Powers made sure it would be the bad guy who laid down his life. During his renowned career, he received 64 commendations and only one reprimand, which he issued to himself for crashing a police car. He was a hard-nosed street cop who made it to staff rank.
But it was a shooting that has gone down in LAPD lore that sticks with me. John “Two Gun” Powers from the Shields police academy class of 1940 was involved in a bloody shootout that earned him the nickname of “Two Gun.” The shooting took place in 1941, long before officers routinely carried a backup gun for safety. Although the story has been retold by many officers through the years, Powers himself explained to this author the confrontation in detail. It all began when the officer and his partner confronted what they thought were two purse snatch suspects:
So we see these two suspects on the sidewalk, and my partner gets out of the car and grabs each one by the shoulder and pulls one down and then falls on top of him. The other guy kind of stumbles out in the street. Meanwhile, I got out of the car and try to head off the suspect who went into the street, but he stopped and reached in his waistband and came out with a .45 automatic. When something like this happens to you, the adrenaline really gets going, and I think a lot faster. When that gun came out I could identify it as a .45 and it went through my mind, I wonder what the hell these people have been up to.
He fired that .45 and I didn’t even think, my reflexes just took over, and I drew my gun…and I emptied it at the suspect with the .45. He went down—he went down hard— and the .45 skidded out of his hand. I had hit him twice, so he was down and out. So I take a deep breath and I hear shots on the other side of the car….
I see Hart is shot in the leg, and the other suspect breaks loose and goes and runs into the driveway. He sees me and stops. He points his gun at me and fires four times. This is 10 o’clock at night with just street lights on—[the shot] looks like a blow torch. The bullet hit me on the side and went through and around and stopped on my spine. I thought, my God, this guy gut shot me, I thought, I got hit in the stomach and the bullet went out the back because it was like I got hit hard, and it knocked me to the right. I thought I could die, but it only took about a split second and I thought, if I am going to die, I will take this son-of-a-bitch with me.

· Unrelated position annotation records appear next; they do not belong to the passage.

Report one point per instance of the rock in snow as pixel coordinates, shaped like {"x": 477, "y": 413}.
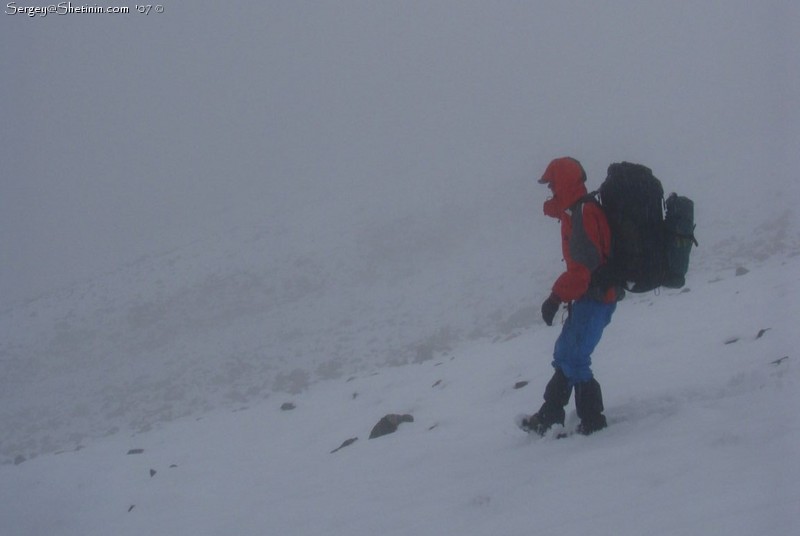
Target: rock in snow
{"x": 389, "y": 424}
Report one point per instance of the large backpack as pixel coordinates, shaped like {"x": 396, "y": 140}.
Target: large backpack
{"x": 648, "y": 250}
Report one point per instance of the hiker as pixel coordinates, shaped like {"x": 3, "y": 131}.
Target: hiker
{"x": 586, "y": 244}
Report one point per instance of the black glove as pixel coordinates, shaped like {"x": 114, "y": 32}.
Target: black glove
{"x": 550, "y": 308}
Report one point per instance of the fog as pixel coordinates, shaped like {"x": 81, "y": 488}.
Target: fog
{"x": 131, "y": 134}
{"x": 332, "y": 182}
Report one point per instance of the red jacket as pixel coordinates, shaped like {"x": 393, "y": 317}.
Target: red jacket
{"x": 585, "y": 235}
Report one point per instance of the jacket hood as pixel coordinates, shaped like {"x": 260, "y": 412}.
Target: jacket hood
{"x": 567, "y": 179}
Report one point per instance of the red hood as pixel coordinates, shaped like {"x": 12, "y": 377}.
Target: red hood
{"x": 567, "y": 180}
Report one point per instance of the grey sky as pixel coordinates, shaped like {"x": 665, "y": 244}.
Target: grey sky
{"x": 126, "y": 135}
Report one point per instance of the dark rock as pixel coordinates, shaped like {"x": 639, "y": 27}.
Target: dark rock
{"x": 779, "y": 360}
{"x": 389, "y": 425}
{"x": 346, "y": 443}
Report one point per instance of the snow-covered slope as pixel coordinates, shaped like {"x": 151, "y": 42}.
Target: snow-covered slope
{"x": 207, "y": 213}
{"x": 701, "y": 391}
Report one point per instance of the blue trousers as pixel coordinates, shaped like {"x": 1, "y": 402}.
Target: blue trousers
{"x": 579, "y": 337}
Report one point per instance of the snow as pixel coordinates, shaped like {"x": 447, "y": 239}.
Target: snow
{"x": 210, "y": 213}
{"x": 703, "y": 439}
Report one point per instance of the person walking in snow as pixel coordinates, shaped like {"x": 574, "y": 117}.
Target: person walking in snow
{"x": 586, "y": 244}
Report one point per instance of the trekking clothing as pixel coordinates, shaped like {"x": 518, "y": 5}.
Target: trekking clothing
{"x": 556, "y": 396}
{"x": 589, "y": 403}
{"x": 586, "y": 245}
{"x": 550, "y": 308}
{"x": 585, "y": 235}
{"x": 579, "y": 336}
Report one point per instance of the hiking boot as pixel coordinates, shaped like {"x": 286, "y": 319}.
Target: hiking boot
{"x": 589, "y": 403}
{"x": 535, "y": 425}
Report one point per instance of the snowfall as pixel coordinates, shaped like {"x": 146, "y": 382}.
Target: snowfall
{"x": 210, "y": 357}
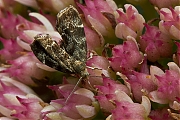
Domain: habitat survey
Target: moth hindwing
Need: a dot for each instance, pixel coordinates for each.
(70, 55)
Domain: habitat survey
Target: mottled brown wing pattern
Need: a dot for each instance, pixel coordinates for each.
(70, 56)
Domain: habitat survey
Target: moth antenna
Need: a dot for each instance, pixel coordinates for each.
(73, 89)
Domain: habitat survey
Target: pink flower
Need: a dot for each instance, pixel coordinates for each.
(95, 40)
(169, 24)
(100, 15)
(98, 65)
(164, 3)
(155, 43)
(127, 110)
(11, 49)
(126, 57)
(177, 56)
(167, 86)
(141, 84)
(160, 114)
(107, 93)
(81, 104)
(16, 24)
(129, 23)
(17, 100)
(26, 69)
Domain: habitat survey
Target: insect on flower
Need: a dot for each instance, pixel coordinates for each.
(70, 56)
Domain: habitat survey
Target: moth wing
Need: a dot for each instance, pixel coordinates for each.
(70, 27)
(50, 53)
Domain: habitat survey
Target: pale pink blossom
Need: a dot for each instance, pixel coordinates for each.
(129, 23)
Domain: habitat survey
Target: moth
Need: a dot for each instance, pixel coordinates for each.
(71, 55)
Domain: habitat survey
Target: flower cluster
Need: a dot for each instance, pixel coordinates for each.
(133, 61)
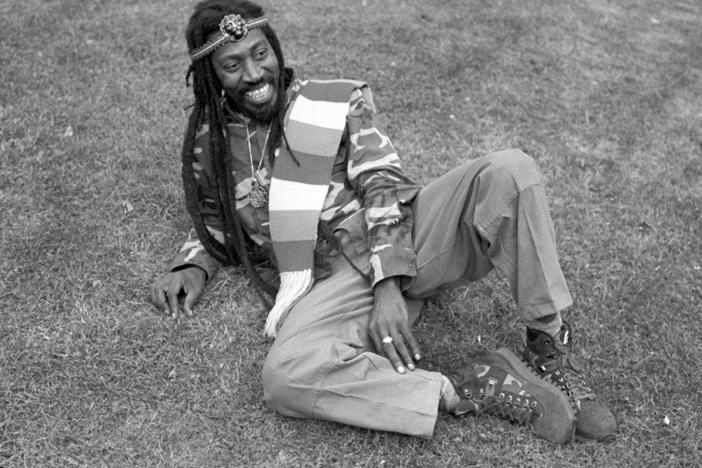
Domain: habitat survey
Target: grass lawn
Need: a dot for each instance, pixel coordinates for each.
(606, 95)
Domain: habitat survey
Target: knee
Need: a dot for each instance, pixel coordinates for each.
(513, 167)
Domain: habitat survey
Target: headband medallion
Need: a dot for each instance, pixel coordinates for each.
(232, 28)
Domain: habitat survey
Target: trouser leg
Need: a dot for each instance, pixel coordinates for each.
(490, 212)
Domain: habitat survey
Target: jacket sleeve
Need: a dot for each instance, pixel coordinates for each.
(193, 252)
(374, 171)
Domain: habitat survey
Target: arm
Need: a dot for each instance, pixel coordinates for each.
(193, 265)
(375, 172)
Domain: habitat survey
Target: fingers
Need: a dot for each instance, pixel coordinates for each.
(158, 296)
(390, 351)
(416, 354)
(401, 350)
(172, 295)
(192, 292)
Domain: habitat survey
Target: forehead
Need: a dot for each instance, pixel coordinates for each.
(254, 39)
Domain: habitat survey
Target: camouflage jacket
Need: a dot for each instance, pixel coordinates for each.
(369, 194)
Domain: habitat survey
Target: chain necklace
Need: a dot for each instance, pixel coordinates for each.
(259, 192)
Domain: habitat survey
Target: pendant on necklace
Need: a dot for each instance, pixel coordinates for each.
(259, 194)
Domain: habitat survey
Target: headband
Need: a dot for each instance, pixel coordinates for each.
(232, 28)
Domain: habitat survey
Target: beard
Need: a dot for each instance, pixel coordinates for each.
(264, 112)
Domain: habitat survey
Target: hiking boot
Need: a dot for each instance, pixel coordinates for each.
(501, 384)
(551, 357)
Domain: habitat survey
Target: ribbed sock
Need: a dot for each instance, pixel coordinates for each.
(449, 398)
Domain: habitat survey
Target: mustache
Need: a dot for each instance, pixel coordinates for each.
(257, 85)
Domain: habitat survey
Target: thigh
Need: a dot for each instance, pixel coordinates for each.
(334, 312)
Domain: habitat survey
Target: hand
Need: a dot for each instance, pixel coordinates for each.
(390, 319)
(165, 291)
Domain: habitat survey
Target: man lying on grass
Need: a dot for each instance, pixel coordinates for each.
(298, 171)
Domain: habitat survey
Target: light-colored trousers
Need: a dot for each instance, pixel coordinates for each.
(490, 212)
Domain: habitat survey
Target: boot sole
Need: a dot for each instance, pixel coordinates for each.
(556, 421)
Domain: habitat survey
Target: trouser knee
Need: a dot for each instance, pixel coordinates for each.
(513, 167)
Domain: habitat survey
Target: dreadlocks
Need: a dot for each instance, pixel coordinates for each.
(208, 109)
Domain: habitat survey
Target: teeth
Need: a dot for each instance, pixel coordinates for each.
(260, 93)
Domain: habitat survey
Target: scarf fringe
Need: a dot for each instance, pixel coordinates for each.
(293, 286)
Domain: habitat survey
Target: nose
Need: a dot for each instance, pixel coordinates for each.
(252, 72)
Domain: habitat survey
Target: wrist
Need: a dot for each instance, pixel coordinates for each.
(387, 285)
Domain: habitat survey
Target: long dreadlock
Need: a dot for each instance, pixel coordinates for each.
(208, 109)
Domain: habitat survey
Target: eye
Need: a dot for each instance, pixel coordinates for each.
(261, 54)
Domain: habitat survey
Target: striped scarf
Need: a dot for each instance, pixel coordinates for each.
(314, 126)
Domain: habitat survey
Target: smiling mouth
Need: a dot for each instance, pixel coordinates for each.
(261, 94)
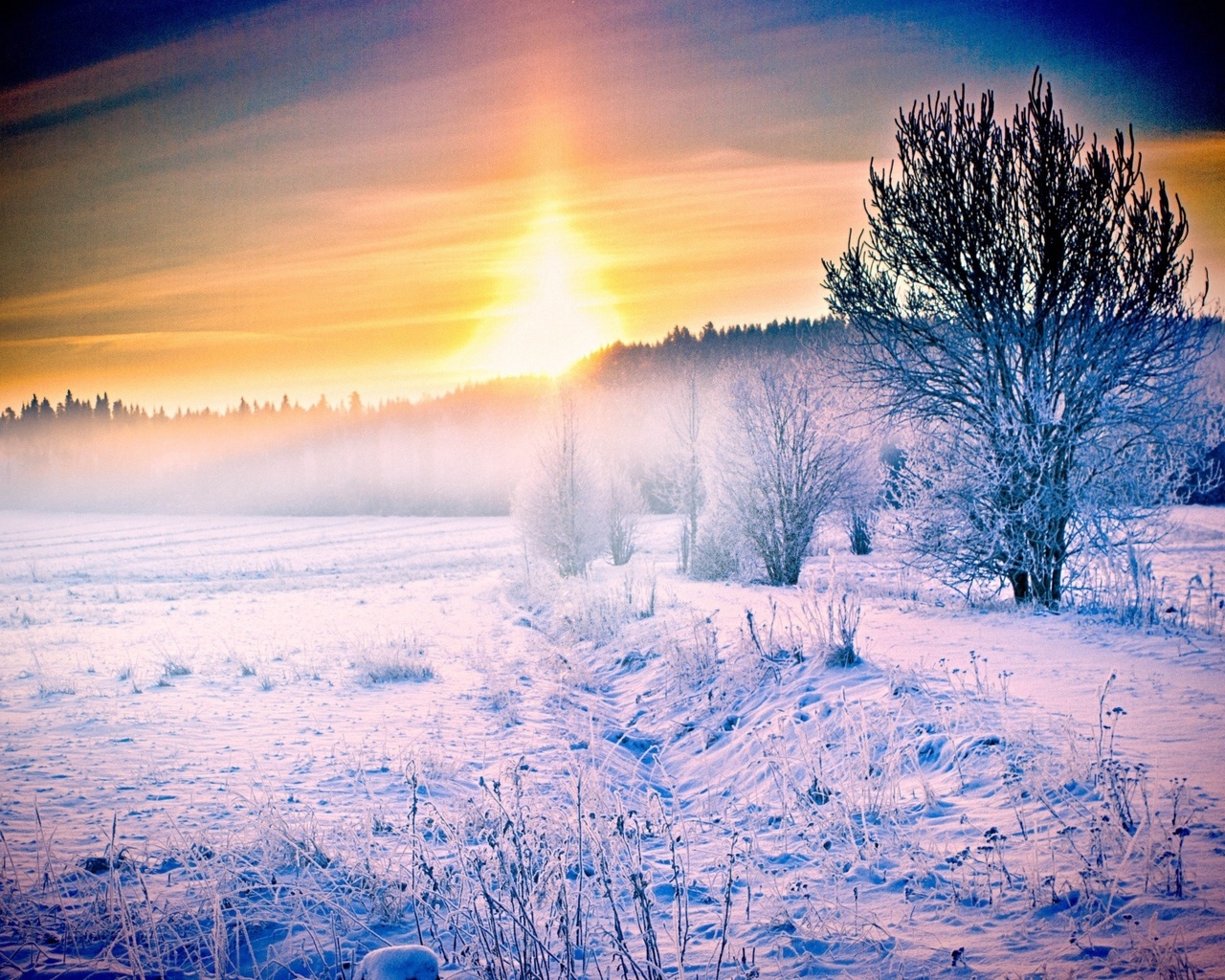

So I put the empty gun in my left hand and I reached in my other holster and did a backhand draw and came out with my second gun. I thought, this guy is going to be surprised when he sees me come out with a second gun. It also went through my mind on the first suspect, I shot too fast and I shot too high, which is what you do when you fire too fast, you shoot high. So this time I really took my time. I firmed up my grip and I cocked the gun and took my time squeezing it off. I hit the suspect right above his heart, a fatal wound. He went down on his knees but hung on to the gun so I emptied my gun, five shots, and I fired those doubled action. I hit him two more times. He had 10 bullet holes, entry and exit in him. He was dead on arrival.
Like many officers from the Shields, Powers would later use his expertise and experience to teach young recruits what life on the streets was all about. The first thing rookies noted when Powers entered the classroom were the two enormous guns tucked under both arms. His presence demanded attention. When Two Gun Powers talked, people listened and learned. Powers emphasized the importance of training. He stressed the importance of reacting automatically to a life-challenging threat. He added, if you train extremely hard for the worst possible scenario, your body will respond properly.
Thank you, John Powers for everything you have done for the Los Angeles Police Department. May your memory never fade from the pages of our history.